D’abord, je précise que je suis présidente depuis deux mois environ, donc je n’ai pas participé aux discussions quant au niveau d’intégration, mais j’ai pris connaissance de toutes les notes qui ont été écrites à ce moment-là.
Ceux qui me connaissent savent que je suis une personne d’action. Dès que je suis devenue présidente du comité, j’ai planifié toutes les réunions jusqu’à la fin de l’année.
Donc, jusqu’en décembre 2026, toutes les réunions sont déjà planifiées.
Le premier sujet à l’ordre du jour de ma première réunion était le programme des stages pour les jeunes autochtones. Nous en avons discuté et nous avons fait des suivis.
À chaque réunion, on parle de diversité, mais ce ne doit pas être un sujet à part ou éclectique; il doit faire partie de l’ADN de l’organisation. J’insiste à nouveau sur le fait qu’il est dangereux de séparer ce sujet des autres, puisqu’il risque ainsi de devenir spécifique, alors qu’il doit être complètement intégré à la vision des ressources humaines.
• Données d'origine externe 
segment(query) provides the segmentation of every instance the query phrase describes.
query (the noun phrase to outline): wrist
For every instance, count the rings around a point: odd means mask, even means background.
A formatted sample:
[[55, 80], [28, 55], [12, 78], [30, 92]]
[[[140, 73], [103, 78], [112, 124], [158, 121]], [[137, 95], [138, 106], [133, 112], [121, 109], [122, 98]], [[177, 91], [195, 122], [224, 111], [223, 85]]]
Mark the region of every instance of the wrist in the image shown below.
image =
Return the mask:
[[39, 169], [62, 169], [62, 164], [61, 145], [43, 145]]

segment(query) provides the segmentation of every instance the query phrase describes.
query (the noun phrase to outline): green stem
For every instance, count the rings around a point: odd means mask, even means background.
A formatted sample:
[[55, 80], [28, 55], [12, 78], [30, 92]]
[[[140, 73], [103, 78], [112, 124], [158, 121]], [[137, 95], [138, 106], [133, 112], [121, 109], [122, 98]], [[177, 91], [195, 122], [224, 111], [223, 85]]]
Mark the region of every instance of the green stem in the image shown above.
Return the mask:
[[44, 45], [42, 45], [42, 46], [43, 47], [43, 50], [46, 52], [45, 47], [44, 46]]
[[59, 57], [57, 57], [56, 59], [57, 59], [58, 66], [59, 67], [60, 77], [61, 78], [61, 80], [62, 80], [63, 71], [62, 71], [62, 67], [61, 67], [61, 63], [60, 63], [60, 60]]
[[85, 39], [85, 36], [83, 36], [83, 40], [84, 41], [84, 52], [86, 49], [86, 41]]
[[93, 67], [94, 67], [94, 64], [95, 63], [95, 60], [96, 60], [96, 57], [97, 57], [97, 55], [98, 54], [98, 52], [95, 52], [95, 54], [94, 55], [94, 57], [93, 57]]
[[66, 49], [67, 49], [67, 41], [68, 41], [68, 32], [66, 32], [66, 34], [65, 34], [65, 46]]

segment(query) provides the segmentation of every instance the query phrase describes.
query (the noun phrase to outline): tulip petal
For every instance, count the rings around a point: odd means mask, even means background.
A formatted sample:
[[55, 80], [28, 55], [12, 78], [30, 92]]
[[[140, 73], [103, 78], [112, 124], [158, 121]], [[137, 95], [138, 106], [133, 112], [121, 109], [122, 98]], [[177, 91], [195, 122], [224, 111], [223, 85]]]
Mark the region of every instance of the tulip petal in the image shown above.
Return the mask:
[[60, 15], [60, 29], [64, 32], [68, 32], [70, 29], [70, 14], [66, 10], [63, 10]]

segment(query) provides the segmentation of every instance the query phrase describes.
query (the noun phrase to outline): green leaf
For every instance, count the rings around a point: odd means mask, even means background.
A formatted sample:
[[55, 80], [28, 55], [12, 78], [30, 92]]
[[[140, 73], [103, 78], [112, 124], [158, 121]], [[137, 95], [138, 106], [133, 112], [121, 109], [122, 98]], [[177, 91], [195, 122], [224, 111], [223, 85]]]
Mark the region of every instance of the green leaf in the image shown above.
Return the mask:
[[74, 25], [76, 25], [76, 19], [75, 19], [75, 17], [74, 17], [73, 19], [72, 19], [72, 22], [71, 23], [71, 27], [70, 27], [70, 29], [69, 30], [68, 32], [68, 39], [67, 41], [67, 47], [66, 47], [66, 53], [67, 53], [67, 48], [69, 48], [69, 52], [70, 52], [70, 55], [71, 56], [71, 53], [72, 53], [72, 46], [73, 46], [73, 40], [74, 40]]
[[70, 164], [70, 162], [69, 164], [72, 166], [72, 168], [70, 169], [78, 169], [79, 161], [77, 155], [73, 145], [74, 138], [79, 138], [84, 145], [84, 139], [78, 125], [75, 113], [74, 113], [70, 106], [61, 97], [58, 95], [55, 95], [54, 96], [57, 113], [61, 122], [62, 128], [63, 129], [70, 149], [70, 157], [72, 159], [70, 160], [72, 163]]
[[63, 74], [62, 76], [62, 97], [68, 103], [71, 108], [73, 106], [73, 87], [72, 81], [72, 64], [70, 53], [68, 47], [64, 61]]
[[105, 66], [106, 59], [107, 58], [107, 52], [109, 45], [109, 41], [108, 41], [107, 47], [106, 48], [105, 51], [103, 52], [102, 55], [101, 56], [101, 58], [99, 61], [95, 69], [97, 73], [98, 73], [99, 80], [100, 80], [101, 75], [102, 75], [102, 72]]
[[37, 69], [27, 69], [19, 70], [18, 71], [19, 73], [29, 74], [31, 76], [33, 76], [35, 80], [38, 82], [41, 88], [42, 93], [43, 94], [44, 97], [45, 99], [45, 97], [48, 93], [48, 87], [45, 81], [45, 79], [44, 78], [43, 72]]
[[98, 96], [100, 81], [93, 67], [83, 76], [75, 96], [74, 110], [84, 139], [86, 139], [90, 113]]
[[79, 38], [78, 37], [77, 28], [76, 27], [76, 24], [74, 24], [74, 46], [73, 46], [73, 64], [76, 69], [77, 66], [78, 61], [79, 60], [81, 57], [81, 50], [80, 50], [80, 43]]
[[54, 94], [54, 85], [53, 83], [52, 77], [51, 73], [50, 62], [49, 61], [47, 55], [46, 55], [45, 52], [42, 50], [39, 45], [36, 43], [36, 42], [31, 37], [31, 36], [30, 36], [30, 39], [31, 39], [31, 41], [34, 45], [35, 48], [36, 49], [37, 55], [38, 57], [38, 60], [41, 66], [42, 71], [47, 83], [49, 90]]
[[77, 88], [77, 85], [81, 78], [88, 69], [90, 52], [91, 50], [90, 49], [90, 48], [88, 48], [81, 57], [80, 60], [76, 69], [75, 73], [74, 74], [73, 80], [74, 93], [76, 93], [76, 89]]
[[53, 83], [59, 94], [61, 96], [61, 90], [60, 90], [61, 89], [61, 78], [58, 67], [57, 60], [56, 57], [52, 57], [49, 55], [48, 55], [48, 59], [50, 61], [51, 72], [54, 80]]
À chaque réunion, il y a eu, et il continuera d’y avoir, des discussions sur des sujets liés à l’EDI. Je vais y veiller de façon transparente également. Les réunions de CIBA sont un espace où nous venons rendre des comptes et faire rapport. Dans notre groupe au GSI, chaque président de comité ou de sous-comité, comme dans mon cas, vient présenter un rapport.
Donc, il y a eu, et il continuera d’y avoir, des sujets liés à l’EDI à l’ordre du jour de toutes les réunions.
J’insiste, monsieur le président, sur le fait que les membres actuels sont excellents. Cependant, je suis aussi très ouverte à l’idée d’augmenter le nombre de membres et d’y inclure des membres provenant des Premières Nations.
[Traduction]
Le président : Pour préciser, l’augmentation du nombre de membres n’est pas une décision du sous-comité. C’est le comité de la régie interne qui prendrait cette décision, le cas échéant. C’est une décision du comité de la régie interne.
[Français]
La sénatrice Oudar : C’est justement pour cela que je le propose; je n’ai pas le pouvoir.
[Traduction]
Le président : Oui, en ce qui concerne la composition, c’est donc une décision du comité de la régie interne.
Merci, sénatrice Osler et sénatrice Oudar.
Le sénateur Housakos : En bref, je suis pour cette initiative. Je l’étais l’année dernière; je le suis aujourd’hui. Nous avions une initiative similaire qui remonte même à 2015.
Comme l’a si bien dit un premier ministre il y a de nombreuses années, le Canada est une communauté de communautés et nous devons trouver un moyen de tout équilibrer. Je me souviens qu’il y a plus de 10 ans, nous avions un problème d’égalité des sexes qui devait être résolu.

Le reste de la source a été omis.